Im Februar 2023 haben wir uns bereits mit der unterschätzten Rolle der Ratsarbeitsgruppen und ihrer Mitglieder, den nationalen Diplomaten auf EU-Ebene (kurz: Attachés), beschäftigt. Wir haben die Notwendigkeit herausgearbeitet, sich abseits der Minister und des Ausschusses der Ständigen Vertreter (AStV) zunächst ein Bild davon zu machen, welche Themen und Herausforderungen bereits in den Arbeitsgruppen vorab des Trilogs verhandelt und „vorgekocht“ werden – denn das sind letztlich rund 70 Prozent aller Entscheidungen im Gefüge des Ministerrats.

Aufbauend auf die strukturellen Handlungs- und Entscheidungsstränge möchten wir nun aufzeigen, warum es wichtig ist, auch die soziale Dynamik unter den Mitgliedsstaaten in den Ratsarbeitsgruppen zu berücksichtigen. Empirische Beobachtungen[1] verdeutlichen, dass die oft verwendete Rhetorik der „ständigen Verräter“ in Brüssel durchaus eine gewisse Grundlage hat.

Die Europäische Union ist nicht nur der größte regionale Block in wirtschaftlicher Hinsicht. Sie gehört zu den am stärksten institutionalisierten Arenen zwischenstaatlicher Kooperation und weist somit eine der dichtesten Formen diplomatischer Interaktionen auf. Die Entscheidungsfindung der Ratsarbeitsgruppen ist ein Beispiel dafür und wird oft als ein Prozess des harten Verhandelns unter den Mitgliedstaaten beschrieben. Doch hinter den Kulissen mildert – und manchmal verhindert – ein Sozialisierungsprozess zwischen den Attachés dieses „harte Feilschen“ um nationale Positionen.

Die nach Brüssel entsandten Attachés agieren in einem Spannungsfeld zwischen zwei sozialen Kontexten: dem nationalen und dem europäischen.
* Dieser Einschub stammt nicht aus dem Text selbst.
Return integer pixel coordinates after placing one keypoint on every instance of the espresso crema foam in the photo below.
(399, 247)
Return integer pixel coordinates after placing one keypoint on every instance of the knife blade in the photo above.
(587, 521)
Sie handeln nicht ausschließlich im Rahmen des Ministerrats, sondern innerhalb eines normativen Kontextes, der sich aus formell institutionalisierten und informellen Kanälen ergibt:

  • Regelmäßige Arbeitsgruppensitzungen im Rat ein- oder zweimal pro Woche (9-18 Uhr);
  • Informelle Treffen mit der Ratspräsidentschaft, bilaterale Treffen zur Abstimmung und Überzeugung von Positionen oder innerhalb einer Gruppe von gleichgesinnten (‚like-minded‘) Mitgliedstaaten[2];
  • Netze der formellen und informellen Kommunikation; diese reichen von Kontakt per Telefon und den für die Arbeitsgruppen eingerichteten Mailinglisten bis zu COREU-Nachrichten[3] oder Whats-App-Gruppenchats;
  • Gemeinsame Ausflüge und Treffen bei privaten Anlässen, denn die Atmosphäre in der Arbeitsgruppe ist oft sehr familiär und freundschaftlich: Gruppen(„Familien“)fotos werden am Ende der Ratspräsidentschaften gemacht, ehemalige Arbeitsgruppenmitglieder bleiben in Kontakt, besuchen sich gegenseitig, informieren sich über persönliche Angelegenheiten und Sorgen.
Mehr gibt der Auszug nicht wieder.